Fields - Gravitational Fields

Calculate the gravitational field strength $g$ on the surface of Mars, given that the mass of Mars is $6.42 \times 10^{23} \, \text{kg}$ and its radius is $3.39 \times 10^6 \, \text{m}$.

$g = G \frac{M}{R^2}$ $g = (6.67 \times 10^{-11}) \frac{6.42 \times 10^{23}}{(3.39 \times 10^6)^2}$ $g \approx 3.73 \, \text{m} \, \text{s}^{-2}$

We use the formula for gravitational field strength at the surface of a spherical body. By substituting the universal gravitational constant, the mass of Mars, and the square of its radius, we find the acceleration due to gravity on its surface.

A satellite orbits Earth at a height of $400 \, \text{km}$ above the surface.
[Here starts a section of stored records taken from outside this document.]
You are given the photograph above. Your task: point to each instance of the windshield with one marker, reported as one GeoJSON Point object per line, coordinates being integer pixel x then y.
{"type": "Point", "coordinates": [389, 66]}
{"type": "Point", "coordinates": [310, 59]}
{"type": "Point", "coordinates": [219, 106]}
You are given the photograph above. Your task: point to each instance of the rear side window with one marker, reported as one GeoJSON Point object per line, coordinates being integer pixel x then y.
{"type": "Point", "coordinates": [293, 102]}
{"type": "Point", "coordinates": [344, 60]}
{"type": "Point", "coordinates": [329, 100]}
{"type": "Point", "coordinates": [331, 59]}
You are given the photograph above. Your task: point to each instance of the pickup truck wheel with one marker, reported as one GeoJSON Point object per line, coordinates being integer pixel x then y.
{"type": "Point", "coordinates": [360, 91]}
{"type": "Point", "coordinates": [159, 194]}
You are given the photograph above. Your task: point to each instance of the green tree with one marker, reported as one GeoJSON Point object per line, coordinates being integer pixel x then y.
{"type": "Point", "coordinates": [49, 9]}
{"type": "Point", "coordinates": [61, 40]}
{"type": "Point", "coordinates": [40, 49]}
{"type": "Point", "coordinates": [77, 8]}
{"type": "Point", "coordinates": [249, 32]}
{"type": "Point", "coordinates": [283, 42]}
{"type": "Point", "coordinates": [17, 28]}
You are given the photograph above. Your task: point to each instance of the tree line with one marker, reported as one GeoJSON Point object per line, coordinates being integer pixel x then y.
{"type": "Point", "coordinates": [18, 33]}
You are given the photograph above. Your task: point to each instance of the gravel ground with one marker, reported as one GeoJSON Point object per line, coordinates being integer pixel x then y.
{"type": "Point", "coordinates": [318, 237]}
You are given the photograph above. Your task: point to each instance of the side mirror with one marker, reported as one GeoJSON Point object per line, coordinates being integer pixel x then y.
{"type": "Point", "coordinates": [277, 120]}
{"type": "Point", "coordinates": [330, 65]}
If Earth's radius is $6.37 \times 10^6 \, \text{m}$ and its mass is $5.97 \times 10^{24} \, \text{kg}$, determine the orbital speed $v$ of the satellite.

$r = R_{Earth} + h = 6.37 \times 10^6 + 0.40 \times 10^6 = 6.77 \times 10^6 \, \text{m}$ $v = \sqrt{\frac{GM}{r}}$ $v = \sqrt{\frac{(6.67 \times 10^{-11})(5.97 \times 10^{24})}{6.77 \times 10^6}}$ $v \approx 7670 \, \text{m} \, \text{s}^{-1}$

The orbital radius $r$ must include both the Earth's radius and the altitude of the satellite. The orbital velocity is derived by equating the gravitational force to the centripetal force.